The failures of the peace process and leadership pushed US/Palestinian relations into the “realm of infantilization,” said Elgindy. Elgindy quoted a State Department official in 2012 saying that what matters to the peace process is that the prime minister and the president remain in power. This remark is troubling at a time when the United States is supporting citizen-led movements to make governments more responsive to the people. Elgindy’s solution is that we let the peace process go and focus on doing no harm, building consensus, and ending the occupation.
Robert Danin of the Council on Foreign Relations agreed with Elgindy and Kanaan on the problematic lack of a working peace process and Israel’s failure to relax restrictions enough. Danin emphasized that there is a lot happening on the ground, though the international political conversation doesn’t reflect this. Though the United States pulled back in 2011, other states have been working to keep a more serious crisis from developing. Usually political progress precedes changes on the ground, but the Palestinian Authority met the Paris benchmarks marking it a stable, functioning government but now has no political process to support it. Israel won’t make concessions without being asked. A Netanyahu aide told Danin that there was no incentive to help if Israel was not going to receive anything for its concessions. Danin argued that the solution is to take action before all faith in a two-state solution dies, but with a new conceptual approach where economics and politics are taken together.

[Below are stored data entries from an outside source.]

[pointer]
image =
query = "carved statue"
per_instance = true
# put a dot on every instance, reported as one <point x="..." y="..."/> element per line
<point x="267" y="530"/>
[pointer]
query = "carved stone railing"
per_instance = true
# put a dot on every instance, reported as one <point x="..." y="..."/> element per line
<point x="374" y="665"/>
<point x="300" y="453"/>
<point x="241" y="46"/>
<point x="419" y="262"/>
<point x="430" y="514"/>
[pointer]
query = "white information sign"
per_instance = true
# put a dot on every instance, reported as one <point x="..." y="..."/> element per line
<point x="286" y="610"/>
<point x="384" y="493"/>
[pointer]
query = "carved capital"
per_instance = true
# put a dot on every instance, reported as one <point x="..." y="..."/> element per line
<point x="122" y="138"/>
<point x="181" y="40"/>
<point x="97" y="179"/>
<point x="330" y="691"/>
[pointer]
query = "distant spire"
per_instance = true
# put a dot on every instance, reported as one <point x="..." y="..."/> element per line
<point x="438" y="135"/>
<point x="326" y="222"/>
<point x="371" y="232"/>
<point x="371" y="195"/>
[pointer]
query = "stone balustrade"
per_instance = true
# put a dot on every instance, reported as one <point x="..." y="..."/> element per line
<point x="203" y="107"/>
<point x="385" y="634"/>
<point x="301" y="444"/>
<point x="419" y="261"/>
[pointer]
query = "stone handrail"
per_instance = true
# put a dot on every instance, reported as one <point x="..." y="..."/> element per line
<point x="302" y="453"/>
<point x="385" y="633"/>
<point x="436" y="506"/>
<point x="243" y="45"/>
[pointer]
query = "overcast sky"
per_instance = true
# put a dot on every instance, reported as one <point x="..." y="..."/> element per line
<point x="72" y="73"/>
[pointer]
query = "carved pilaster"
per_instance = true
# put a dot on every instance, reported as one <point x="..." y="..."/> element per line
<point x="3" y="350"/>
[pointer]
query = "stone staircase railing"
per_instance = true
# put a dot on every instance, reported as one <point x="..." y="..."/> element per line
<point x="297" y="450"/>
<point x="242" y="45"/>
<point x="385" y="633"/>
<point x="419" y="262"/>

Though Danin believes time might really be running out for a two-state solution, Elgindy argued that the peace process and a two-state solution are not the same. The death of one does not mean there is no hope for the other. Danin reported that in 2001 and 2002 during the intifada the international community thought the peace process was dead, but with effort it was revitalized. Prime Minister Salam Fayyad also said recently that he would accept a deal like the one offered by Prime Minister Olmert in 2008. This goes to show, Danin said, there is a difference in the Middle East between dead, really dead, and so dead there’s no hope. Hopefully the peace process is just “dead.”